The BOTomist said: A reading has already been taken within the prescribed timeframe.

“Take a reading,” Emmy said louder.

New reading sequence, said the BOTomist. Would you like One: Blood Ph, Two: Urine Analysis, Three: Pulmonary Function, Four:—

“Pulmonary function test,” Emmy said. Diane glared at her. Emmy picked up Murphy’s sack of oranges and ripped the red netting. From the BOTomist’s face a small tube slowly emerged from the ghostly circle. He rolled over to Diane, tube extended.

Ready for input, the BOTomist said, and waited, expectantly.

“This is absurd,” Diane said.

Ready for input, he repeated.

“Just blow,” Emmy said. Diane drew herself up and leaned over the tub, bubble bath slipping down her arms and chest. She cupped one hand against the BOTomist’s face. She put her lips to his tube and closed her eyes. She blew.

As she sank back into the tub, the BOTomist said, Thank you. Analyzing. He slowly retracted the tube.

“He’s not much for romance,” Diane said.

Aberrational reading. Blood alcohol content is high. Blook alcohol content estimated at point, eleven.

“You can’t just get drunk in the tub all day,” Emmy said.

Diane shook her hair loose, then looped it up with a rubber band. “I don’t see why not.”

“Because—” Emmy started to say, then didn’t. But this was a road Emmy would not go down again. Since the aberrational reading, since the biopsy, since the doctor tried to cheer Diane by reminding her this was exactly the point of the BOTomist trials, since she said that even if the cancer had returned they could do chemo again, since Diane made it very clear that she had no interest in going through chemo again, since the doctor told her that was absurd, since Emmy and Diane had fought about this, and then fought about it a second time because she’d thought Diane was having an initial bad reaction she would get over, since it became clear this was not the case, since it started snowing three months ago and would not stop, since Diane started drinking out of some kind of childish spite for herself and her shitty luck that Emmy could understand but hated anyway—Diane had been dragging Emmy down this very rhetorical alleyway: Why does it matter what I do?

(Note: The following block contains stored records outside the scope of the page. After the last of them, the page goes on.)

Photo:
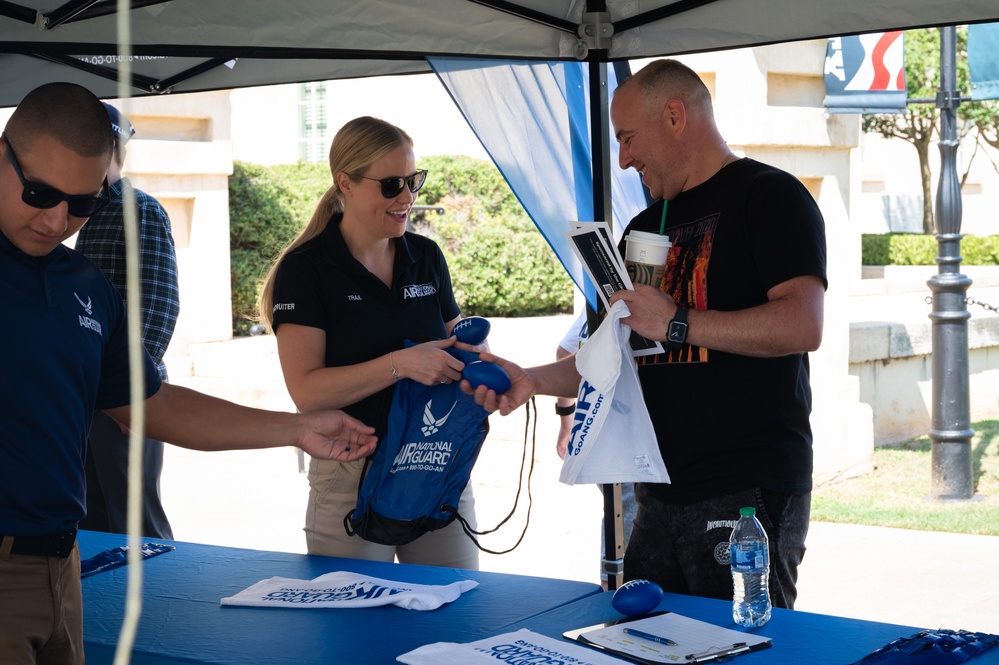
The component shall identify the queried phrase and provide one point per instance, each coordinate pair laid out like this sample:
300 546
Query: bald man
739 309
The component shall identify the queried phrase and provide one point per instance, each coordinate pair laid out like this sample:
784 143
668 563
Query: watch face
677 333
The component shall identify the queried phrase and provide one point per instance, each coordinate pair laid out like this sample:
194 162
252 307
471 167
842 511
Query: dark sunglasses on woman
38 195
392 187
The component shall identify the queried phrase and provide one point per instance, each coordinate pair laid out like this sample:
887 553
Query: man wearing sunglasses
64 350
102 240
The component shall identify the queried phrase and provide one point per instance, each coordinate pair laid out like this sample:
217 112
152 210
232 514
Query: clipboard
694 641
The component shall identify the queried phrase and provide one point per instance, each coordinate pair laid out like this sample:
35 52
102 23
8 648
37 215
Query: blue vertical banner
983 60
865 73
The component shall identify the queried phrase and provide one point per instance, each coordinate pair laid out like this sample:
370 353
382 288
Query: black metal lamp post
951 431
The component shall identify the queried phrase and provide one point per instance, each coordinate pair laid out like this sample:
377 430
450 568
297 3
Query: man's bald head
66 112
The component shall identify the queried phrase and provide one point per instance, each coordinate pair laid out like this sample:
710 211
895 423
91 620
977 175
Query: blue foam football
492 376
637 597
472 330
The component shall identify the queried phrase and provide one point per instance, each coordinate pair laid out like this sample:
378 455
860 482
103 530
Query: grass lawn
897 492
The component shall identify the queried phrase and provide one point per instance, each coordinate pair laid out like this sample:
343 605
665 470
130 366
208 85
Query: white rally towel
347 590
612 438
523 646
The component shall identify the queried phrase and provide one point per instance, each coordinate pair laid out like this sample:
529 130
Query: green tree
918 123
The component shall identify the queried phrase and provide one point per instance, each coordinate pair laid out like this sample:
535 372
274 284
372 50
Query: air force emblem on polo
123 129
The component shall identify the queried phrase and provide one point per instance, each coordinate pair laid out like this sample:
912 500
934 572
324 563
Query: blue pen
651 638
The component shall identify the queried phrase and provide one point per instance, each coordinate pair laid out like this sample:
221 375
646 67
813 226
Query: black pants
107 482
684 548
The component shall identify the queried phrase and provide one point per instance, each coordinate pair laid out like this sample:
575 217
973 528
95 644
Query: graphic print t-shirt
727 422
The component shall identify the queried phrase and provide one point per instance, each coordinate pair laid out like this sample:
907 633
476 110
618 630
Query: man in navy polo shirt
64 352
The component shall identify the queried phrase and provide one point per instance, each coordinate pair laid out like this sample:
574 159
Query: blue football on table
637 597
492 376
472 330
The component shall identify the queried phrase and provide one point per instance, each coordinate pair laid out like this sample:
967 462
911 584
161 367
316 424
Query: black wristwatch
676 332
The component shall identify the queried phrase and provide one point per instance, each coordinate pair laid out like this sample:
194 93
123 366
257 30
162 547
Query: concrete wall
891 349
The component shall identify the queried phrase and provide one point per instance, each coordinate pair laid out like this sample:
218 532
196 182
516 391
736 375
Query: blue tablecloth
799 638
182 620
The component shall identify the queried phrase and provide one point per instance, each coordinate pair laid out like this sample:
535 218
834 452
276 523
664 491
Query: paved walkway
256 499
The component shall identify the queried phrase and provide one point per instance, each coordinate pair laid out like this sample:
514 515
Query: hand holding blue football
481 373
637 597
472 330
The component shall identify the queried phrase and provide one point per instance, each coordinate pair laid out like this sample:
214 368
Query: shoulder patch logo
88 306
418 291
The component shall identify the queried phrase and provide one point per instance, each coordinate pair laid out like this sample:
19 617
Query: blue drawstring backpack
932 647
416 476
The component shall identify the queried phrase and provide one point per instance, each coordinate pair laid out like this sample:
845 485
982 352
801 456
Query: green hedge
917 249
500 264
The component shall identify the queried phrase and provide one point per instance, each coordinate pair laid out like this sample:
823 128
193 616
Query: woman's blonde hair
359 143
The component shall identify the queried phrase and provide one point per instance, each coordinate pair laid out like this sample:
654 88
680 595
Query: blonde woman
342 299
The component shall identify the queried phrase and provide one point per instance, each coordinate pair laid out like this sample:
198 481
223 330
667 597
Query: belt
58 545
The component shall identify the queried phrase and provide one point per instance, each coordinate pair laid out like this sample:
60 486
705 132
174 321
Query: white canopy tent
197 45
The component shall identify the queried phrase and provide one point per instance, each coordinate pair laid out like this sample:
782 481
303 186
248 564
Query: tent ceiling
190 45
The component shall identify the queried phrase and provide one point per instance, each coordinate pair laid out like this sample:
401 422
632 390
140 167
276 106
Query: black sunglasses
392 187
37 195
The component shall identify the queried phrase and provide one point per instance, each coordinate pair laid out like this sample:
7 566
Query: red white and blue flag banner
865 73
983 60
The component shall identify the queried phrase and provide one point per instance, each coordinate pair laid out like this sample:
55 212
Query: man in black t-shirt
739 308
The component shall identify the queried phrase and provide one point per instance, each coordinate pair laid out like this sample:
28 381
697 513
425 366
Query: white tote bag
612 439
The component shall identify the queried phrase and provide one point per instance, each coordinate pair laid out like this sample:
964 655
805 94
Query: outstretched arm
194 420
559 378
789 322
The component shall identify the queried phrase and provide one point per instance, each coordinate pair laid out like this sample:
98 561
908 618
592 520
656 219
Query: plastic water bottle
750 571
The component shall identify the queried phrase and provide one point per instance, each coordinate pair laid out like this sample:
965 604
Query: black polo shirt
321 285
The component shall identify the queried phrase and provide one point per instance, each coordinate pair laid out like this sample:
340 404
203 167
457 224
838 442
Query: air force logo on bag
426 455
588 417
413 482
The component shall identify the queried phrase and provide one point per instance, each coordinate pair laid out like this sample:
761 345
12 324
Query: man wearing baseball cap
102 240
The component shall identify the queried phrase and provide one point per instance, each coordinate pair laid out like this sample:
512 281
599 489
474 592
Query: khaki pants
41 610
333 493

Emmy threw an orange at her mother.

It plonked in the water. Diane fished the orange out and began to peel it.

*

That night, in the loft, under all the quilts, Diane’s body radiated heat. She spooned Emmy. The BOTomist was in sleep mode, purring in the corner. Even when they were asleep, he was there, humming, a dim clock from his LED pulsing red.

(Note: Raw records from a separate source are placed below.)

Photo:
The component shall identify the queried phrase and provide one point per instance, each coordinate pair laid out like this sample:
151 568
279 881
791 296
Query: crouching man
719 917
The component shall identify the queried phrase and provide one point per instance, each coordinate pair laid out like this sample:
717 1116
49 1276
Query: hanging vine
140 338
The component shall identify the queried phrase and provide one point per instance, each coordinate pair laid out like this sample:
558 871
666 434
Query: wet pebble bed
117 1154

“The extra storm windows are in the basement,” Diane suddenly whispered, close to Emmy’s ear.

“I know,” Emmy said.

She whispered again: “And your grandmother’s silver serving platter is down there too, in a box that says ‘Sweaters,’ so don’t throw that away thinking it’s a just a bunch of sweaters because that platter is definitely worth something.”

“Diane,” Emmy said. “Go to sleep.”

Diane jacked her knees up so they drove into Emmy’s back. Emmy arched away, but found herself at the edge of the bed, without enough blankets.

“You know if the news is bad I’m checking out,” Diane said. “I just want you to be prepared.”  

Diane had been saying this since the last time, two years ago. I’ll kill myself before I go through chemo again.

And yes, Emmy did know it, but in the way you know something that has been repeated so many times you no longer have to think about what it means. The way you know out of defeat, because you are tired of arguing.

Diane would do it with pills. She would do it with rope. She would do it any way but slowly, Emmy knew, because, as it turned out, Diane was serious. To have felt that bad luck and bad genes had brought this upon her once, Diane had resented but accepted. For it to be asked of her twice was the retraction of a bargain Diane believed she and the cosmos had agreed upon.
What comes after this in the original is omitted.